I had a colleague in grad school who was dedicated to making her religiousness as widely known as possible. Once after I mentioned something about being Jewish in class, she approached me.
“So, Clarissa, I heard you were a Jew,” she said looking as grave as if she had heard I had a terminal disease.
“Yes, but we are a secular family,” I responded. “We haven’t practiced Judaism in over a century.”
“Oh, so you are a Christian!” she exclaimed with relief.
“No, we don’t practice Christianity either. We are a secular family,” I explained.
“So you are nobody?” she responded.
Another colleague at the same grad school kept exposing everybody in sight to passionate speeches about how it was extremely irresponsible for people from different religions and even from different denominations within the same religion to have children together.
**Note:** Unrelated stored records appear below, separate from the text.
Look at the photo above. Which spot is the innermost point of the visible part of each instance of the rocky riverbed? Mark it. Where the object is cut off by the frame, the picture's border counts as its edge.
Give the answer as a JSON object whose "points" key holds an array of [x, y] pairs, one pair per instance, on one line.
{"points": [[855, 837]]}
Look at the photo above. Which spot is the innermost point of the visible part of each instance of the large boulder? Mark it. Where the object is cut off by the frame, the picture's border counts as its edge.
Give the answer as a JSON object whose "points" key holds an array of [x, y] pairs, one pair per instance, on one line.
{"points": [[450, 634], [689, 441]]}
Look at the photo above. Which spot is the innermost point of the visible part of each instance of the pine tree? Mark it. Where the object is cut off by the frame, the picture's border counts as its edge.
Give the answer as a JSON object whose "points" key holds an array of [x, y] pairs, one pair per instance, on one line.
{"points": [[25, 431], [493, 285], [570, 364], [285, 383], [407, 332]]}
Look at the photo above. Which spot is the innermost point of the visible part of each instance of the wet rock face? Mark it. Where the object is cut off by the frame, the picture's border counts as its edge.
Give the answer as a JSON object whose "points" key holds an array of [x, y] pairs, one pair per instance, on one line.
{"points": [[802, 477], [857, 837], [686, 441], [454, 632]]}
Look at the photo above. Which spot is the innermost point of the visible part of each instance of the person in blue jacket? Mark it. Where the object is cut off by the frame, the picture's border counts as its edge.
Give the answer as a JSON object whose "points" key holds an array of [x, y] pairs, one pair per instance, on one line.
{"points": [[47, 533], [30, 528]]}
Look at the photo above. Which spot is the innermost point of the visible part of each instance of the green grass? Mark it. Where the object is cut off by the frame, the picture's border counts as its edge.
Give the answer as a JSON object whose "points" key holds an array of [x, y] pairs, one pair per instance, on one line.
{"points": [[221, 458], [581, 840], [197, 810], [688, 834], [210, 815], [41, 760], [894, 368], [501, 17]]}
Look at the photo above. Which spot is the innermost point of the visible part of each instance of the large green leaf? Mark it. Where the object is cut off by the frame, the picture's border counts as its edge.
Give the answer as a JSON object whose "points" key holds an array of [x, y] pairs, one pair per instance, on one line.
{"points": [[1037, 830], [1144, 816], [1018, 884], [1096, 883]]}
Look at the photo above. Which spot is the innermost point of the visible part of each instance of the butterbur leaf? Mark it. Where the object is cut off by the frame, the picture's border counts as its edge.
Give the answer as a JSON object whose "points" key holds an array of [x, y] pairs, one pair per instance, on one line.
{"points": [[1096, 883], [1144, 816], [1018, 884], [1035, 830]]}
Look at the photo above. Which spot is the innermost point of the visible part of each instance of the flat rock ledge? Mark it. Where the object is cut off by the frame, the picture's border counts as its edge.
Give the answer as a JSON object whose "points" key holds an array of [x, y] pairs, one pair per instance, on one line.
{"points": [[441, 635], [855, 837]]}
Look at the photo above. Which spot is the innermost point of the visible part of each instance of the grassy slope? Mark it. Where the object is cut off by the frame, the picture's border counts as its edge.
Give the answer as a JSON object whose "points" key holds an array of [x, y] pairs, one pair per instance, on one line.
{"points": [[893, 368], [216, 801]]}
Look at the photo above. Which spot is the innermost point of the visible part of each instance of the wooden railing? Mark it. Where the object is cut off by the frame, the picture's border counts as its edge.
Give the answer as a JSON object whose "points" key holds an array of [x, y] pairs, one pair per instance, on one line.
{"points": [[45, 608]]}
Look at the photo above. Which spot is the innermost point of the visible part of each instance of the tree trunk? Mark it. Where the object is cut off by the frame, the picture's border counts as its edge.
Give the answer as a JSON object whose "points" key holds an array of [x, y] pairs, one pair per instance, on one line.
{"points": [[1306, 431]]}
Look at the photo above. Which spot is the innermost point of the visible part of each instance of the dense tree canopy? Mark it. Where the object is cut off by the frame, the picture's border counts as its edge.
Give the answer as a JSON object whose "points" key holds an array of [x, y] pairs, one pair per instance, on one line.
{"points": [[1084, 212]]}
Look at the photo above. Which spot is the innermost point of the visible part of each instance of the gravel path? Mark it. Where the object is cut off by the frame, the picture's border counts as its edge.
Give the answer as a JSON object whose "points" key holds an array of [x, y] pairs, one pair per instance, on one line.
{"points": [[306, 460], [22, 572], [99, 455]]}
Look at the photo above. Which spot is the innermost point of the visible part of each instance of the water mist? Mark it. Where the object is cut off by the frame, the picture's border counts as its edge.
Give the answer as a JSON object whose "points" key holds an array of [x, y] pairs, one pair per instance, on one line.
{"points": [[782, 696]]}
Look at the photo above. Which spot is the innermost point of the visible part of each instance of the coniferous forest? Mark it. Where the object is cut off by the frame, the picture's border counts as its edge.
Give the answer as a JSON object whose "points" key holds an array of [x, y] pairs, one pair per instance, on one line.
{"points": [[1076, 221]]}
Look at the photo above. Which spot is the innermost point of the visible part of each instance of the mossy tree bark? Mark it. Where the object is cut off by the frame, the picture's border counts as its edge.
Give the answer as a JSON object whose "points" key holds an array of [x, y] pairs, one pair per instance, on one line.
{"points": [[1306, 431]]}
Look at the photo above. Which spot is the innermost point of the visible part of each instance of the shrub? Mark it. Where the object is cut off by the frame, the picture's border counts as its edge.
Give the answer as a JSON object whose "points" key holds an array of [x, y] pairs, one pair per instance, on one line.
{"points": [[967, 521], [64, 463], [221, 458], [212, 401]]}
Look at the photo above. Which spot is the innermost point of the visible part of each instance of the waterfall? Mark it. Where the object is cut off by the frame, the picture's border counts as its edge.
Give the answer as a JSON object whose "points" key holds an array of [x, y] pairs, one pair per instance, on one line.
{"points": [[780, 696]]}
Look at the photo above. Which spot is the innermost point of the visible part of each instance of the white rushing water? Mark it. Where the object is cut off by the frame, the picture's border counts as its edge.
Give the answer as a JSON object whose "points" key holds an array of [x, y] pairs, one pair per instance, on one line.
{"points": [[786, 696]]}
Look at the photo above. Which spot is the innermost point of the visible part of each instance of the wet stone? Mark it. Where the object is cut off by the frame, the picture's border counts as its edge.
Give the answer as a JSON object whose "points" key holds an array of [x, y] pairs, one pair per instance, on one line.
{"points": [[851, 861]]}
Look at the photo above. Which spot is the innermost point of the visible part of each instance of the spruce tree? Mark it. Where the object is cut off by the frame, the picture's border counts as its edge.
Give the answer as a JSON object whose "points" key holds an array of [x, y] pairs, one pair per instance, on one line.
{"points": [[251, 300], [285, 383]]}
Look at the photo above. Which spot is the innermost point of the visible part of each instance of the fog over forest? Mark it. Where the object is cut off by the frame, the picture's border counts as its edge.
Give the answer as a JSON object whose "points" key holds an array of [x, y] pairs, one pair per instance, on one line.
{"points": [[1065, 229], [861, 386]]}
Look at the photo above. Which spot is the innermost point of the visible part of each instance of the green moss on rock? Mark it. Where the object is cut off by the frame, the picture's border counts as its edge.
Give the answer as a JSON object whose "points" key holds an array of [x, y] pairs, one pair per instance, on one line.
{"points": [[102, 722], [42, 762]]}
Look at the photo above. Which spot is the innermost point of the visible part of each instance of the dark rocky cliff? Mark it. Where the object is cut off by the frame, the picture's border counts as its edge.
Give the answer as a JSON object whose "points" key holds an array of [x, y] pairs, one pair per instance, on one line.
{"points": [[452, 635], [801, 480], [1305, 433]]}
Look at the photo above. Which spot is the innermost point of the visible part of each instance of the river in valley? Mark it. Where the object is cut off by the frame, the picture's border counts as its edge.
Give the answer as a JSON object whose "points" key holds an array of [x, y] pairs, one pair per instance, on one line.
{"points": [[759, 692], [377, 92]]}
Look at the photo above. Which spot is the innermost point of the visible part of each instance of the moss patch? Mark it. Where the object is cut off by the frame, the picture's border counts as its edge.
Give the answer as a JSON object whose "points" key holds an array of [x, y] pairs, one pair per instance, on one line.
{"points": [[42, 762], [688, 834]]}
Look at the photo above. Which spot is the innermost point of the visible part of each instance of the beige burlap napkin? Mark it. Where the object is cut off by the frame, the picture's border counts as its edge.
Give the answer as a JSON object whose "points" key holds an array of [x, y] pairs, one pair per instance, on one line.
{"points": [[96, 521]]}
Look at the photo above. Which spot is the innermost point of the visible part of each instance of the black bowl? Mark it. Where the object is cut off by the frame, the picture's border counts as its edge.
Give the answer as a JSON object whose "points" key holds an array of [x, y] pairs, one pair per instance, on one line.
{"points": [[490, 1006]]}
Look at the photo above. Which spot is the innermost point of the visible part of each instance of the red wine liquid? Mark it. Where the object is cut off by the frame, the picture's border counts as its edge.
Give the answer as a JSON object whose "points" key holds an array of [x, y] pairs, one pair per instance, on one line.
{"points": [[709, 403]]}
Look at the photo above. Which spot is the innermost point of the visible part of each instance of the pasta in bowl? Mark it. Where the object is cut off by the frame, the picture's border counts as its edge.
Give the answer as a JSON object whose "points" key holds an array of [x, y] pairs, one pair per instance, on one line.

“You aren’t a real family unless you can go to church on Sunday together. Nobody who loves their children would expose them to this kind of environment,” the colleague raved.
“Is it OK when neither parent goes to any Church then? Is my family real? Because that’s what we do,” I would respond.
“Well, you are from a different culture,” the colleague always responded self-righteously.
But all that was nothing compared to yet another colleague who stormed out on me yelling, “How dare you say that our Jesus was a Jew!”
I have many more stories about religious bullies. None of them made me invent non-existent trips to the church but I can understand the temptation.